Guest post by Joseph W

CNN reports:

A Christan pastor in Iran has been sentenced to death for allegedly renouncing his Muslim religion and another faces a possible indictment on the same charge of apostasy, according to a prominent activist group working for human rights in Iran.

Youcef Nadarkhani, a 32-year-old member of the Church of Iran ministry and pastor of an approximately 400-person congregation in the northern city of Rasht, faces death, according to the International Campaign for Human Rights in Iran.

In the southern city of Shiraz, another Christian pastor, Behrouz Sadegh-Khanjani, 35, is facing a possible indictment for apostasy.

“This is part of a greater trend of persecution against Christians,” said Firouz Sadegh-Khanjani, brother of Behrouz and member of the Church of Iran’s Executive Council.

Many fear that the execution could take place imminently, although no execution date has yet been set.

What follows is a press release from the United States Commission on International Religious Freedom:

WASHINGTON – The U.S. Commission on International Religious Freedom (USCIRF) expressed concern for the fate of a Christian pastor who has been jailed for over one year and is currently being threatened with execution for apostasy. USCIRF urged the Obama Administration to press for his immediate and unconditional release.

“This case is further evidence that there is no transparency or justice in Iran’s so-called legal system for religious minorities,” said Leonard Leo, USCIRF chair. “The Obama Administration must continue to speak out, as Secretary of State Clinton did in August, for Iran’s religious minorities.  International pressure impacts Iran, and the regime has shown leniency in some cases where there is international scrutiny.”

Youcef Nadarkhani, a pastor from Northern Iran, was arrested in October 2009 after he questioned the Muslim monopoly on religious instruction his children were receiving in school, arguing that the Iranian constitution permits parents’ to raise children in their own faith. Mr. Nadarkhani, and later his wife, Fatemeh Passandideh, were charged with apostasy. While his wife was released earlier this month after four months in prison, according to sources in Iran and the U.S. government, Mr. Nadakhani has been charged and reportedly tried and informed orally that he is to receive the death penalty, although no formal verdict has been handed down.

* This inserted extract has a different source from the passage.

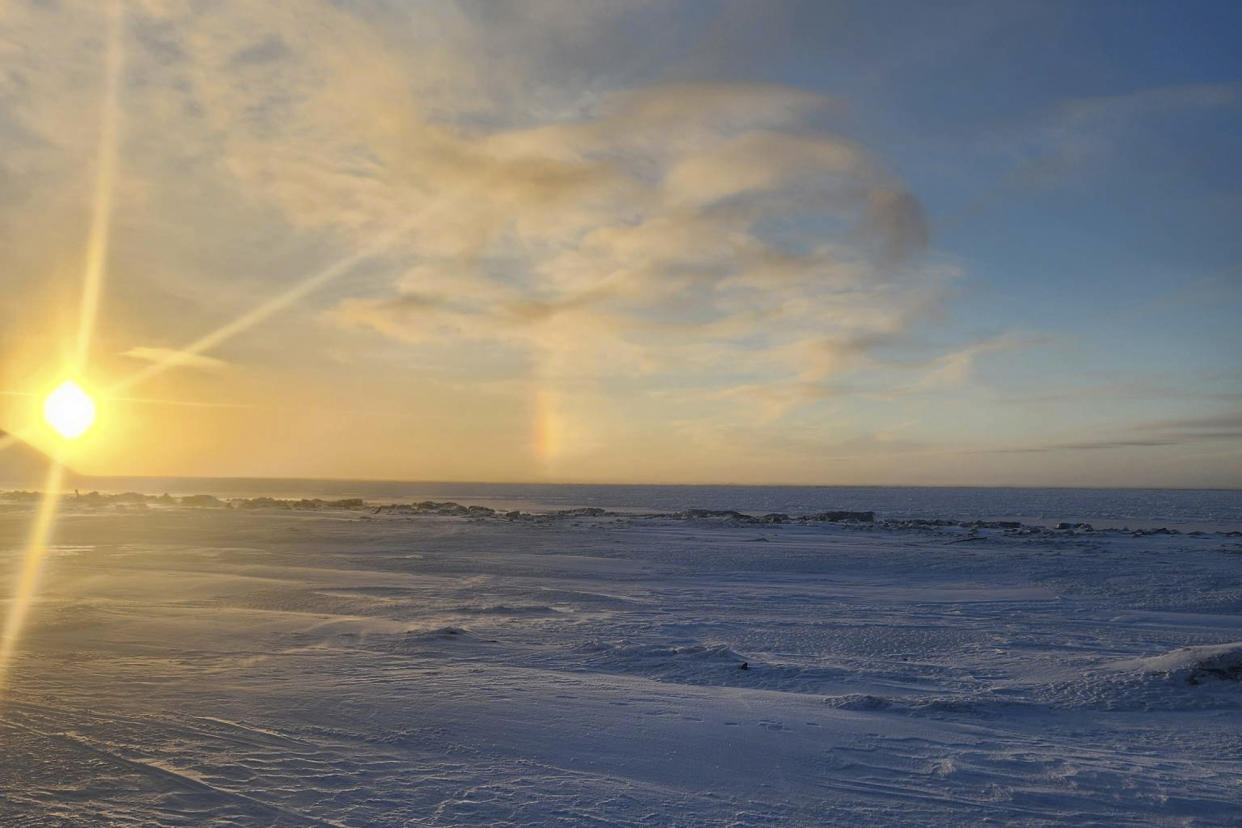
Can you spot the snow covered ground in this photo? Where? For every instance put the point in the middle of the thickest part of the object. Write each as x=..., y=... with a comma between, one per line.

During the past year, the Iranian government’s already poor religious freedom record deteriorated, especially for religious minorities such as Baha’is, Christians and Sufi Muslims. Physical attacks, harassment, detention, arrests, and imprisonment intensified. Even the recognized non-Muslim religious minorities – Jews, Armenian and Assyrian Christians, and Zoroastrians – protected under Iran’s constitution faced increasing discrimination and repression.  Since the disputed June 2009 elections, the Iranian government has intensified its campaign against non-Muslim religious minorities.

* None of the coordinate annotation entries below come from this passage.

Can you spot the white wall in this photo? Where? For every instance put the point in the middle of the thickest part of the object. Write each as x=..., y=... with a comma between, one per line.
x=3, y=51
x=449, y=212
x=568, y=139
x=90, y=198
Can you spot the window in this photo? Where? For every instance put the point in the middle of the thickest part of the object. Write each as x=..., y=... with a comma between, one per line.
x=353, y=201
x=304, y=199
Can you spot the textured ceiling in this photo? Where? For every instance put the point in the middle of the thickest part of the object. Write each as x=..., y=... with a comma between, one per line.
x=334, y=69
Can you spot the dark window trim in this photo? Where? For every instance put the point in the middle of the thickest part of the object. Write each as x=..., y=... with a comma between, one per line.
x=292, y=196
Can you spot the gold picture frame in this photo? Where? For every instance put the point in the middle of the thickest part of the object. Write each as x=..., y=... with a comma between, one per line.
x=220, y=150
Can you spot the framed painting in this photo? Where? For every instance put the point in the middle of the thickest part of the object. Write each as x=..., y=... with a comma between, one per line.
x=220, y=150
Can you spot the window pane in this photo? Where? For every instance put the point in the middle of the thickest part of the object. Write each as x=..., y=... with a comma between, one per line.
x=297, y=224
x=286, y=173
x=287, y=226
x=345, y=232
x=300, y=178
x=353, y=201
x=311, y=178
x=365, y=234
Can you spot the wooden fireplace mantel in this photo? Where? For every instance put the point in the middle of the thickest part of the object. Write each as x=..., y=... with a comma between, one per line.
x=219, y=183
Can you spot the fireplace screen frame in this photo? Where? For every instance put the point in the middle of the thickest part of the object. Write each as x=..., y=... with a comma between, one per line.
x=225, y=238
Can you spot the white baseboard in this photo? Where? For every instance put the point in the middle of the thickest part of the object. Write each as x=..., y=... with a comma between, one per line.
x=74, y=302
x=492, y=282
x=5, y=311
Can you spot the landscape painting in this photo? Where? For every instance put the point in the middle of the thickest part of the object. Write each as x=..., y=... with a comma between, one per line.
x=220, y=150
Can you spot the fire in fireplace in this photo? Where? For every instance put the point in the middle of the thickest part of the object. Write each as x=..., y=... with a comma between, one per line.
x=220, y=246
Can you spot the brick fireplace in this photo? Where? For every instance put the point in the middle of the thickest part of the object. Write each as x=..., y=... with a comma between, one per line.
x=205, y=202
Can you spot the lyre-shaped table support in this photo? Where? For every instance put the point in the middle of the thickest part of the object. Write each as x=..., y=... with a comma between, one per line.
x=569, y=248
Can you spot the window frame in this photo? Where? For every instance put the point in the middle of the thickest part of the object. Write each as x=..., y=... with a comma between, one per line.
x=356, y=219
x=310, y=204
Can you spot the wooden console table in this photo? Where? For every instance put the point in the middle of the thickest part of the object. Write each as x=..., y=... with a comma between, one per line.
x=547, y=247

“This pattern of arrest and harassment of religious minorities, coupled with increasing inflammatory rhetoric from President Ahmadinejad and other leaders has not been seen since the early years of the Iranian revolution,” said Leo.  “Time is of the essence here. This man’s life is at stake. We call upon our government and the international community to press for his release and ensure that Iran takes no extreme action in this case or in others like it.”

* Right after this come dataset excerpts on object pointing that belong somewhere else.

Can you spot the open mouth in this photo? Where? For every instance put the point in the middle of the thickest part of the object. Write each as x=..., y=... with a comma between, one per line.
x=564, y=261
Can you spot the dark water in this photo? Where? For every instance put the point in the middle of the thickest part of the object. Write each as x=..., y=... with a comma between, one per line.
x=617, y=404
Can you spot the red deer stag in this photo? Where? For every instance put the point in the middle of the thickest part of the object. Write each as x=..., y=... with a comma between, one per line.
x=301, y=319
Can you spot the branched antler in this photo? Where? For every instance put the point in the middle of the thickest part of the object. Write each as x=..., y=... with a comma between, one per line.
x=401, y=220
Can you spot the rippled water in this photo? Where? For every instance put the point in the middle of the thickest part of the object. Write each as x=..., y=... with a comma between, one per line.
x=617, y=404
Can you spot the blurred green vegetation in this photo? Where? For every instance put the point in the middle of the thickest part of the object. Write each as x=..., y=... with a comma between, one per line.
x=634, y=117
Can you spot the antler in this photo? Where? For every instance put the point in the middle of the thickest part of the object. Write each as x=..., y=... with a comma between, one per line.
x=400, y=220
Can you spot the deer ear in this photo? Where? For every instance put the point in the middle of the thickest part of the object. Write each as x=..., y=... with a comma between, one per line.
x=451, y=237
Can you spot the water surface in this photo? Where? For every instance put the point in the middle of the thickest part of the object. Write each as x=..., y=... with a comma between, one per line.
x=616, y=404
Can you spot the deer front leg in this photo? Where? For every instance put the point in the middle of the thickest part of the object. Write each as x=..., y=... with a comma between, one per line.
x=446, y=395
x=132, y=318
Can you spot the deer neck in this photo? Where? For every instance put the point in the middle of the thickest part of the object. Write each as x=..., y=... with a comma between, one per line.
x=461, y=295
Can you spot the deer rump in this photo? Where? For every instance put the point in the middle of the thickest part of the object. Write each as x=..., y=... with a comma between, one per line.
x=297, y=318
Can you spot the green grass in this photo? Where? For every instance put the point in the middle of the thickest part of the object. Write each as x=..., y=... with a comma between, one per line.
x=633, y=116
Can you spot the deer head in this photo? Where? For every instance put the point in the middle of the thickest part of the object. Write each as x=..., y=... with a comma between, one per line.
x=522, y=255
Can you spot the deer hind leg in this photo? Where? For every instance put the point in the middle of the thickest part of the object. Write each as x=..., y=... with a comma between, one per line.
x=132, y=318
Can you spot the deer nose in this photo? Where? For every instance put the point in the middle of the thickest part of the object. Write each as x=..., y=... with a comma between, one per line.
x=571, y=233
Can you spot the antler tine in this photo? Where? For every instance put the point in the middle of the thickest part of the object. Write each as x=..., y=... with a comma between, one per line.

USCIRF is an independent, bipartisan U.S. federal government commission. USCIRF Commissioners are appointed by the President and the leadership of both political parties in the Senate and the House of Representatives. USCIRF’s principal responsibilities are to review the facts and circumstances of violations of religious freedom internationally and to make policy recommendations to the President, the Secretary of State and Congress.